2 Deep learning of the pathological whole slide image (WSI).  Our team has over 20 years of experience in image deep learning. Our expertise will be crucial in spearheading the development of an AI-based pipeline for automatic, accurate, comprehensive, interpretable, and reproducible feature extraction from whole slide images (WSI). Our lab routinely utilizes a deep neural network called "DeepLabV3" to perform H&E tissue segmentation. Pathologists labeled neuroblastoma (NB) H&E images to identify four regions of interest: stromal region (Stroma), tumoral region (Tumor), lymphocytes aggregated region (Lymph), and an excluded region. All included regions, namely Stroma, Tumor, and Lymph, will encompass all H&E regions (All). We will extract various image-based pathological registration and segmentation statistics features for tumor tissue grading analytics.

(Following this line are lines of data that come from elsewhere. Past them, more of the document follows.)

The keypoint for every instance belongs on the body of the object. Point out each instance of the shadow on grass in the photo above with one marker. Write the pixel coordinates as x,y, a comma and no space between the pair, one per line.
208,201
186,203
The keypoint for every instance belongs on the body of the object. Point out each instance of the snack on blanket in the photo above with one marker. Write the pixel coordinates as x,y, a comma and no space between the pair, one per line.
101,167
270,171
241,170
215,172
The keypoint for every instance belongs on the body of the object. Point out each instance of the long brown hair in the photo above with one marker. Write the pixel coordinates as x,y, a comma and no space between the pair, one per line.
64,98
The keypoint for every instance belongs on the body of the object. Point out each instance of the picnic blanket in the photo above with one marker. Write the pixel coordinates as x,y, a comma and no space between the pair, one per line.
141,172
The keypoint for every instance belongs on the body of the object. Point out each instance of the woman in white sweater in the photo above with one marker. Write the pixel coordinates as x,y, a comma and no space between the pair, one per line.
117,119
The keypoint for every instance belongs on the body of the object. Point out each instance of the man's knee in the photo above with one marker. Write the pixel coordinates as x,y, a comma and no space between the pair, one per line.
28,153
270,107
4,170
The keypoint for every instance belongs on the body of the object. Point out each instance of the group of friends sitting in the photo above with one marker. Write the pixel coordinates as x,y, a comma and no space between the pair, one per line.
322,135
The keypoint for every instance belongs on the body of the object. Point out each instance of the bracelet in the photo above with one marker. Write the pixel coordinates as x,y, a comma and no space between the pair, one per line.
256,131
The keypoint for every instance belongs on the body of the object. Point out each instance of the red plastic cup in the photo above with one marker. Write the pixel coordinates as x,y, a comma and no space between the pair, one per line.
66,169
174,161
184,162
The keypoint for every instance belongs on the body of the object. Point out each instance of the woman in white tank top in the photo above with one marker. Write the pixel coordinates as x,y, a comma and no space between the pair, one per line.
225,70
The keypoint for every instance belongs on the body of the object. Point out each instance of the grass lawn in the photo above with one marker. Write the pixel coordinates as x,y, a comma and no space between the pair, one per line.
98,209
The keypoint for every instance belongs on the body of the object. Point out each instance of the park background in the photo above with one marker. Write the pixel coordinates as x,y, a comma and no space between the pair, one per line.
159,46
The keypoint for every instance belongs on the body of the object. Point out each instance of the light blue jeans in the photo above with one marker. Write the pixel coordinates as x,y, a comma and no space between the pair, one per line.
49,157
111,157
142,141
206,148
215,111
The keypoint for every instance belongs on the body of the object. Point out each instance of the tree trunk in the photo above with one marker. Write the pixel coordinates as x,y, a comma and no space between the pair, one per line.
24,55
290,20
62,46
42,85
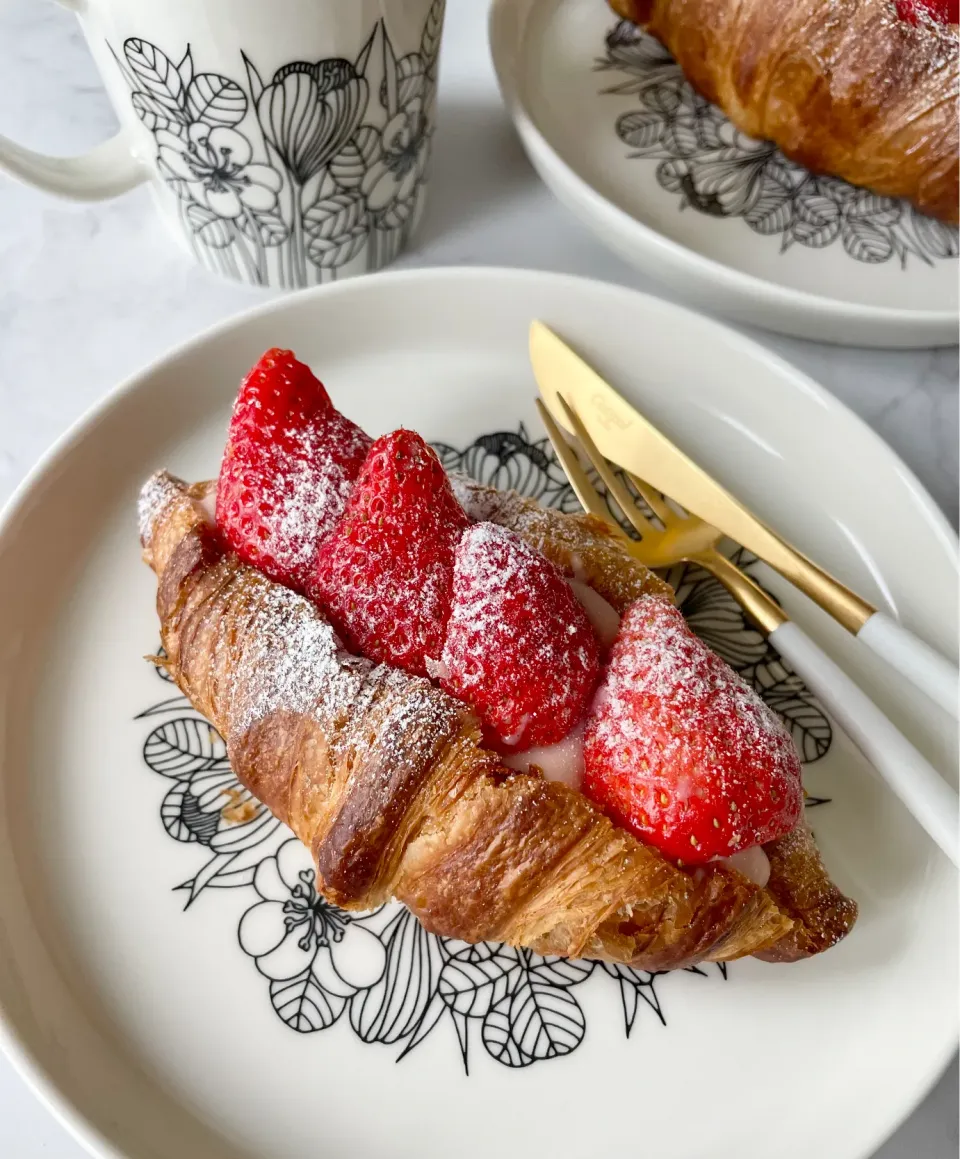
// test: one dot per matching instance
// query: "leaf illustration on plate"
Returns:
(478, 977)
(336, 230)
(719, 172)
(399, 982)
(183, 818)
(772, 211)
(866, 206)
(641, 130)
(635, 986)
(303, 1005)
(533, 1022)
(816, 218)
(216, 100)
(393, 1007)
(186, 67)
(866, 242)
(937, 239)
(787, 695)
(269, 226)
(155, 72)
(718, 619)
(183, 746)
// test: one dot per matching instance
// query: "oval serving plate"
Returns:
(666, 181)
(169, 982)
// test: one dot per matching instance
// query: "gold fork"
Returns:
(680, 539)
(685, 538)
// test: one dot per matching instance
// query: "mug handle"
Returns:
(106, 170)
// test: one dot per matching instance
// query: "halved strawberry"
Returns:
(385, 573)
(520, 649)
(943, 12)
(288, 468)
(680, 750)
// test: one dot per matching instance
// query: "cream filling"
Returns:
(564, 760)
(560, 762)
(604, 618)
(751, 864)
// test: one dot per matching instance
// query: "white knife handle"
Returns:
(935, 803)
(922, 665)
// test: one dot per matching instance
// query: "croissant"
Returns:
(843, 87)
(383, 775)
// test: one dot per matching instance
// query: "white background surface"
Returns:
(91, 293)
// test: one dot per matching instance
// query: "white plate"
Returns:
(150, 1028)
(623, 140)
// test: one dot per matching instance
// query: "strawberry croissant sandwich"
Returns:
(482, 708)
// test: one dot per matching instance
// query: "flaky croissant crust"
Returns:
(843, 87)
(382, 775)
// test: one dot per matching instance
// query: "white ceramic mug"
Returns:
(285, 140)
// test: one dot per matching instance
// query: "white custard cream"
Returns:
(564, 760)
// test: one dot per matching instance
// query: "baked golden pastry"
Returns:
(384, 778)
(863, 89)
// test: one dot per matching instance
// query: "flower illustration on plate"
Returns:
(382, 975)
(215, 168)
(304, 944)
(719, 172)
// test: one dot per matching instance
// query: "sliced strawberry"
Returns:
(680, 750)
(288, 468)
(520, 649)
(943, 12)
(385, 573)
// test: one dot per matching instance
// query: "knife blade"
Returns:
(627, 438)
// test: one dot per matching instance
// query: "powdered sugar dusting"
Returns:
(685, 743)
(155, 496)
(292, 662)
(520, 648)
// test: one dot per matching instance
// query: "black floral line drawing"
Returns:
(718, 170)
(292, 180)
(382, 972)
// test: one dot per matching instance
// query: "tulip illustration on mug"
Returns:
(315, 173)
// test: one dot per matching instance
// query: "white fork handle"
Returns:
(911, 657)
(935, 803)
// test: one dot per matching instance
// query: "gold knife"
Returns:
(624, 436)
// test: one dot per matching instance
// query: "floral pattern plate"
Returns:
(664, 179)
(169, 979)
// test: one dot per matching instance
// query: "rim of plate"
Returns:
(686, 261)
(15, 1049)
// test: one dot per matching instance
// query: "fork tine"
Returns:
(589, 496)
(653, 498)
(613, 486)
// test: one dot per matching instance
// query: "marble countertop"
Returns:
(89, 293)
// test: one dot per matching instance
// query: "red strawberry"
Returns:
(385, 573)
(683, 752)
(288, 468)
(520, 649)
(944, 12)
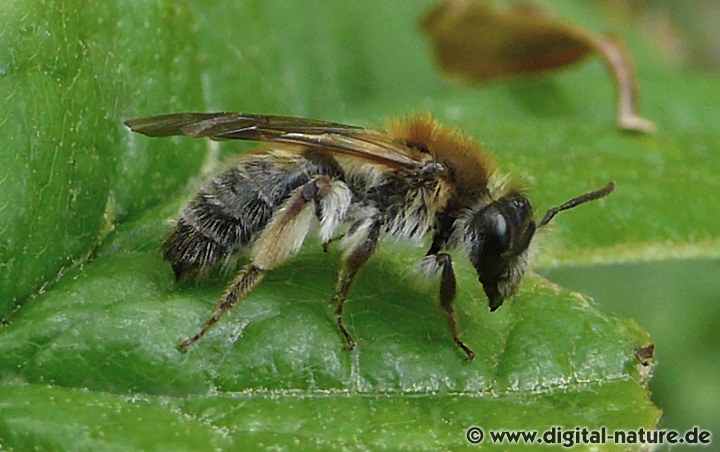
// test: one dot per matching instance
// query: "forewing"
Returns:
(370, 145)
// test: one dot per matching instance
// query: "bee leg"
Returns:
(241, 286)
(279, 241)
(361, 242)
(448, 289)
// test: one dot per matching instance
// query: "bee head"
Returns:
(498, 236)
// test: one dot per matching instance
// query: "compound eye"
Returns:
(497, 229)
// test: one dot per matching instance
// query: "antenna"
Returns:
(582, 199)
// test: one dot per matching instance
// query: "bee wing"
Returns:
(370, 145)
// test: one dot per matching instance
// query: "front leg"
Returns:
(448, 291)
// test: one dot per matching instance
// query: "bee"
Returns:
(355, 185)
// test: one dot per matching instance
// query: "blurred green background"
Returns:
(677, 301)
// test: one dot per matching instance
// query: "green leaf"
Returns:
(89, 360)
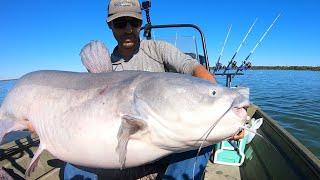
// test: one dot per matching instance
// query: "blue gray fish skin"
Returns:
(120, 119)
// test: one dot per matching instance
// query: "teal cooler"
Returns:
(227, 155)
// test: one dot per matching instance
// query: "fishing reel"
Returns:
(146, 5)
(218, 67)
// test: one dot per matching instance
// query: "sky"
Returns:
(44, 34)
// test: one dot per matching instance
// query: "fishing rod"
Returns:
(245, 64)
(232, 62)
(218, 64)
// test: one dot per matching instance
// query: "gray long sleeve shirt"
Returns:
(155, 56)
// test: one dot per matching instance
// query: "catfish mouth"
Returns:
(240, 106)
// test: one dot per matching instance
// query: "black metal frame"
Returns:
(147, 28)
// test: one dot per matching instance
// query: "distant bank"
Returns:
(301, 68)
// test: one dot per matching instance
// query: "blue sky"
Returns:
(43, 34)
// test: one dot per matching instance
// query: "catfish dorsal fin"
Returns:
(9, 125)
(129, 126)
(96, 58)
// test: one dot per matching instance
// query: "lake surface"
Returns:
(292, 98)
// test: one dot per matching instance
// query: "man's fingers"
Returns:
(240, 135)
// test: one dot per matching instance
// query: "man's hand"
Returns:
(238, 136)
(201, 72)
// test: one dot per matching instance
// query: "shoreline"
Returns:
(295, 68)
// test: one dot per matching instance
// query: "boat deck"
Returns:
(16, 156)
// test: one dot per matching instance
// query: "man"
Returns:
(125, 20)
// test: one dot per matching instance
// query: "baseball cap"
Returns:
(121, 8)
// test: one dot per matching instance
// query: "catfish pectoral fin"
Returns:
(129, 125)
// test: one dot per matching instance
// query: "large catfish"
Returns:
(120, 119)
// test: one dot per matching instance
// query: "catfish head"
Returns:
(181, 111)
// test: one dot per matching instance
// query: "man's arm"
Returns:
(201, 72)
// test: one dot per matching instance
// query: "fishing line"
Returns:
(259, 135)
(206, 136)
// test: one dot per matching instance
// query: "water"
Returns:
(290, 97)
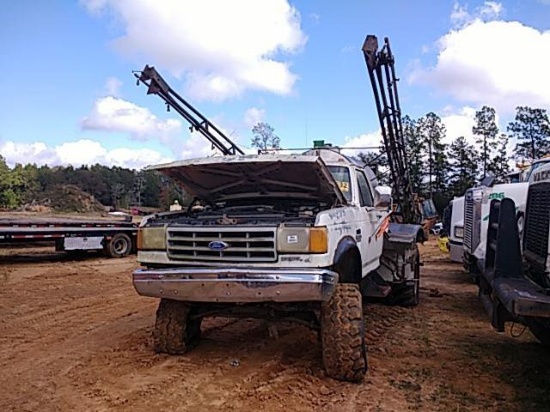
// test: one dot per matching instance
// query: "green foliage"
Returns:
(431, 132)
(111, 186)
(265, 137)
(463, 162)
(415, 148)
(486, 130)
(533, 128)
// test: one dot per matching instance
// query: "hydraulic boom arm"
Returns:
(157, 85)
(380, 66)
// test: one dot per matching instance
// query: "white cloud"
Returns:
(78, 153)
(490, 10)
(221, 48)
(117, 115)
(81, 152)
(496, 63)
(459, 123)
(253, 116)
(112, 87)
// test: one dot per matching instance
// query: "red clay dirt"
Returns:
(74, 335)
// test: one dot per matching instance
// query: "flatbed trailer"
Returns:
(116, 238)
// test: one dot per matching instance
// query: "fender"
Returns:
(344, 245)
(349, 274)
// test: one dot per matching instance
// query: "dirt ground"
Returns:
(74, 335)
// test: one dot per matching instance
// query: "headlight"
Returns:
(459, 232)
(302, 240)
(151, 238)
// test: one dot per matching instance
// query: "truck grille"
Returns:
(468, 220)
(243, 244)
(537, 222)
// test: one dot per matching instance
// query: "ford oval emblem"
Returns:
(218, 245)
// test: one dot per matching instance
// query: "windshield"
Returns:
(341, 175)
(535, 167)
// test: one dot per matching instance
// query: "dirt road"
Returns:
(74, 335)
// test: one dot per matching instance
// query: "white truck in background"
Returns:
(514, 279)
(476, 214)
(451, 238)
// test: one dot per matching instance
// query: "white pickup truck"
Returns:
(292, 237)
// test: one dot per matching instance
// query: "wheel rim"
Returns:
(120, 246)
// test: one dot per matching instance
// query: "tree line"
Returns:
(442, 171)
(117, 187)
(437, 170)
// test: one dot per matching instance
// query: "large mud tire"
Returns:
(119, 246)
(343, 335)
(541, 329)
(175, 333)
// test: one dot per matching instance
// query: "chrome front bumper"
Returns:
(236, 285)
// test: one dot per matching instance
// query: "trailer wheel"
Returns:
(407, 295)
(120, 245)
(541, 329)
(175, 333)
(343, 334)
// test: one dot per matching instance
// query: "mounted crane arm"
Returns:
(157, 85)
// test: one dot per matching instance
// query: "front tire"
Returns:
(119, 246)
(343, 334)
(175, 333)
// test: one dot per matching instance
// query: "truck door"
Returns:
(371, 242)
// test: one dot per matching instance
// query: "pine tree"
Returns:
(499, 164)
(265, 137)
(486, 130)
(431, 132)
(531, 126)
(463, 162)
(415, 148)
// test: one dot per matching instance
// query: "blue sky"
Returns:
(69, 97)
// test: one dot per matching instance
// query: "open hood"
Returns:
(244, 177)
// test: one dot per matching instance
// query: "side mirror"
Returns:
(382, 197)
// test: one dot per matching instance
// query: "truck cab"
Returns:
(297, 237)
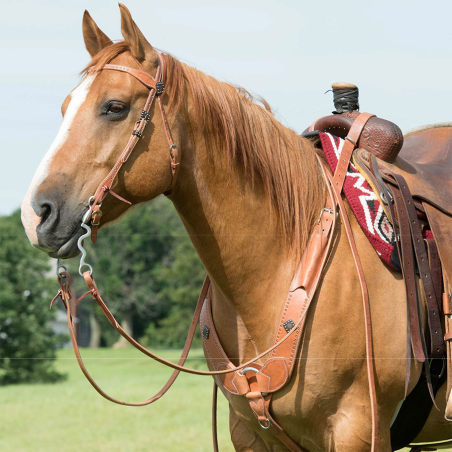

3 Formalin‐fixed, paraffin‐embedded (FFPE),  Targeted Proteomics with Laser Microdissection and Quantitative LC-MS/MS

FFPE long-term-banked pathological tissue blocks offer an invaluable resource for clinical and biomarker research. Our laboratory developed a unique technology to extract tumor or tumor microenvironment proteomes. Step 1: Prepare the FFPE tissue from a tumor biopsy on a customized Director slide; Step 2: Under the guidance of a pathologist, laser capture microdissect only the tumor region; Step 3: Liquefy the tissue and then digest it in preparation for targeted multiplex proteomic analysis; Step 4: Perform targeted multiplex proteomic analysis; Step 5: Quantify the protein biomarkers at the attomole level in every tissue; Steps 6/7: Analyze the data and report the results. In collaboration with industrial partners, including a CAP/CLIA laboratory and AstraZeneca, our lab has access to 10,000 clinical FFPE tumor biopsy samples that have been processed and reported. Our targeted multiplex proteomics will provide research and clinical utility for precision medicine, particularly in the field of oncology.